Monday, October 15, 2012

Review: The Blinding Knife by Brent Weeks

On Brent Weeks, you sneaky bastard. After about two years of waiting for the sequel to The Black Prism, I was expecting another fiasco like with Patrick Rothfuss's Kingkiller Trilogy. Despite my misgivings, The Blinding Knife was the kind of wonderful book I hate reviewing because the bad parts sound worse after standing in awe of such a fantastic fantasy writer.

For those that haven't read the first book, I'll just gloss over the facts so I don't reveal too much of the spoilers. The Blinding Knife is the second book in the Lightbringer series (which i can only pray is just a trilogy) taking place in a land ruled by 7 different "satrapies" and a culture dominated by people called "Drafters". Drafters can control different colors in the light spectrum to create things: anything from tools to weapons and everything in between. Because of the strain such power puts on a person, Drafters have a fairly short shelf life depending on how frequently they draft and how powerful they are. When drafters "break the halo" they go mad.

The main characters of the story are Gavin Guile, the spiritual leader of the government that controls the drafters, and his bastard son Kip, a powerful, but self deprecating child. There are many other characters introduced throughout the story, which I'll get to later, but for the most part, Gavin and Kip are the ones to look out for. While Gavin is going about his business trying to save the world and working through some serious issues, Kip is learning to control his colors and working to become a Blackguard (elite drafters who protect Gavin and other high ranking members of the government.)

My favorite thing about Kip is that he is the perfect anti-hero. Even though he is immensely powerful, a quick witted smartass, and always does his best to save the day, he is so self deprecating I'm always surprised he doesn't start cutting himself halfway through a conversation with his fellow classmates. A lot of this has to do with his backstory: his mother was an emotionally abusive drug addict and his father is the most powerful and influential drafter in the world. It's enough to give anyone a complex, but no matter what Kip accomplishes, he always finds a way to show a way that he failed, making him such a flawed character that I can't help but  want to give him a hug and a cookie before telling him to go watch cartoons while the adults are busy.

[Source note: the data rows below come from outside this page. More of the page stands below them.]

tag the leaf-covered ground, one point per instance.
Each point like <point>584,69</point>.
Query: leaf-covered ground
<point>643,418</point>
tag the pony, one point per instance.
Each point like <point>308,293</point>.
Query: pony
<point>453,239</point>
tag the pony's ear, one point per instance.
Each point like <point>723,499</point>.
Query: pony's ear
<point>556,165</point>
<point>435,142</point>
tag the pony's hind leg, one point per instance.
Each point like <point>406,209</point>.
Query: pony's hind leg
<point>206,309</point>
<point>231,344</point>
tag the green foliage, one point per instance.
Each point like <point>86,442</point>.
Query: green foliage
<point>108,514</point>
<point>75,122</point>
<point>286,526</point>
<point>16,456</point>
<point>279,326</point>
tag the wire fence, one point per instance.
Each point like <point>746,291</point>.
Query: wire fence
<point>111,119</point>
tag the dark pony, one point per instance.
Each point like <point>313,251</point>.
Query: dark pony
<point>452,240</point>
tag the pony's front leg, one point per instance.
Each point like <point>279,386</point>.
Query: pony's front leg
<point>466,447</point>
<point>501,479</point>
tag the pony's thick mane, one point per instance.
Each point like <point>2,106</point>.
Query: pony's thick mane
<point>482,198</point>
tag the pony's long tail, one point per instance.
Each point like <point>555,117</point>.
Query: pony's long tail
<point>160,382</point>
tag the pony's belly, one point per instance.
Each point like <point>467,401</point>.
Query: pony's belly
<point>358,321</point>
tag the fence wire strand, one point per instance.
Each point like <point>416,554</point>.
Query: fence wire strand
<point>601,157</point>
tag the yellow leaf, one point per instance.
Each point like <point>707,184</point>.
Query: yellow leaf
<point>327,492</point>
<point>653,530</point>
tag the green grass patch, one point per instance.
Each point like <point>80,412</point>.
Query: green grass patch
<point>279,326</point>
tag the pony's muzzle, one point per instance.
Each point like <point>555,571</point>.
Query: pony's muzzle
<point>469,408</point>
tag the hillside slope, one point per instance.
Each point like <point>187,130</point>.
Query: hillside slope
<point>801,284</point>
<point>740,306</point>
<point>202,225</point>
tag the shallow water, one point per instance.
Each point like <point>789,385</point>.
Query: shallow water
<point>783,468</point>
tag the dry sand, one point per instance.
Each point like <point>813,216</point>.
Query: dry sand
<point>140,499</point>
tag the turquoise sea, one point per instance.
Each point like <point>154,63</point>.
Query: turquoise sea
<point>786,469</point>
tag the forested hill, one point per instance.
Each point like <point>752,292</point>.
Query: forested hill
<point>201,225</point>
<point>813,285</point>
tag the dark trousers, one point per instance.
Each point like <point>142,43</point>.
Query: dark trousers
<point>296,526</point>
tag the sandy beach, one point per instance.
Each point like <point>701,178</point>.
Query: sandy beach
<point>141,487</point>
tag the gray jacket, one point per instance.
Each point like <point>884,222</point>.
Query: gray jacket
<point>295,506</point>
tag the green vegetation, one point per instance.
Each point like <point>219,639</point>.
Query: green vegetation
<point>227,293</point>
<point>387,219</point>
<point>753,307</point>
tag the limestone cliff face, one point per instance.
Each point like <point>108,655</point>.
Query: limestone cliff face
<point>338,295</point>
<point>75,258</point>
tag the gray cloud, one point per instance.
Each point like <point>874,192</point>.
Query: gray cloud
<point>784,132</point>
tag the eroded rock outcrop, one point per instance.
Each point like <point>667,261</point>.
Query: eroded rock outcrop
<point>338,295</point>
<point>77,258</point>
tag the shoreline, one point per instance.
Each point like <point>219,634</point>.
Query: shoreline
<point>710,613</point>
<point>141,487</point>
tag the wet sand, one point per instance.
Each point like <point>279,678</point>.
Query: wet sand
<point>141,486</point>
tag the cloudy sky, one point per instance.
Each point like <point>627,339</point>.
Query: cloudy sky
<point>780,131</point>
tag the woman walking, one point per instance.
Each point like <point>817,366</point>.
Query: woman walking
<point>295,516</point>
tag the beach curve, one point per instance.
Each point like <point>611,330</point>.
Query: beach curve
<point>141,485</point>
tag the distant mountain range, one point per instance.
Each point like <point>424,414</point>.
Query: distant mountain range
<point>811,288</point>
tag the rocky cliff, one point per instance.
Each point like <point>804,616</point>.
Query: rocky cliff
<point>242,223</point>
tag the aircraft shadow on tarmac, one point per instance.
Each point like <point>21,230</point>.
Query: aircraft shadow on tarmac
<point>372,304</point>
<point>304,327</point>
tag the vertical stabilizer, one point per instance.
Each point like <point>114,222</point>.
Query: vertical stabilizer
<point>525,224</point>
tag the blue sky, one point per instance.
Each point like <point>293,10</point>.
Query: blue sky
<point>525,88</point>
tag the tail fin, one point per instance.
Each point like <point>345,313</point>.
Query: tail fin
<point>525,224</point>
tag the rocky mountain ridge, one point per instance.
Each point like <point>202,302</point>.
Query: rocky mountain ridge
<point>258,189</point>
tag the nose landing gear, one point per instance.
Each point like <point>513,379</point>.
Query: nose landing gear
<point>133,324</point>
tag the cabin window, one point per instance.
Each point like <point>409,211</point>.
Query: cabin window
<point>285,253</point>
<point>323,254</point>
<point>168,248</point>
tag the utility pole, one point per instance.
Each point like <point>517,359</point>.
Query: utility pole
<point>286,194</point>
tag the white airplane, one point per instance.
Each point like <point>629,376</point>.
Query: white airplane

On the flip side, Gavin is less likable in my opinion. Gavin is the Prism, the most powerful drafter in the world and the spiritual leader of Brent Weeks story. Gavin is not limited by the limitations of other drafters. While Gavin presents a cocky, self assured attitude, he has so many secrets that he always give off an air that he is misunderstood. There were so many times in the books that Gavin could have done something to fix his situation but doesn't and waxes at length about how misunderstood he is and how he wishes things were different.

As far as the writing goes, I have little in the way of complaint except for the speeches Gavin gives realism vs. believability, and the character shifts. First off were the long speeches Gavin gives about various things and indeed, some of them are given by other characters. Whole pages are filled up with exposition where Gavin or someone else will tell exactly how things go in paragraphs so long, even I feel winded reading them. While some of it was very important to the storyline, it just felt overdone to me (a little like Professor Binns in Harry Potter, the History of Magic teacher who puts people into comas just by talking.)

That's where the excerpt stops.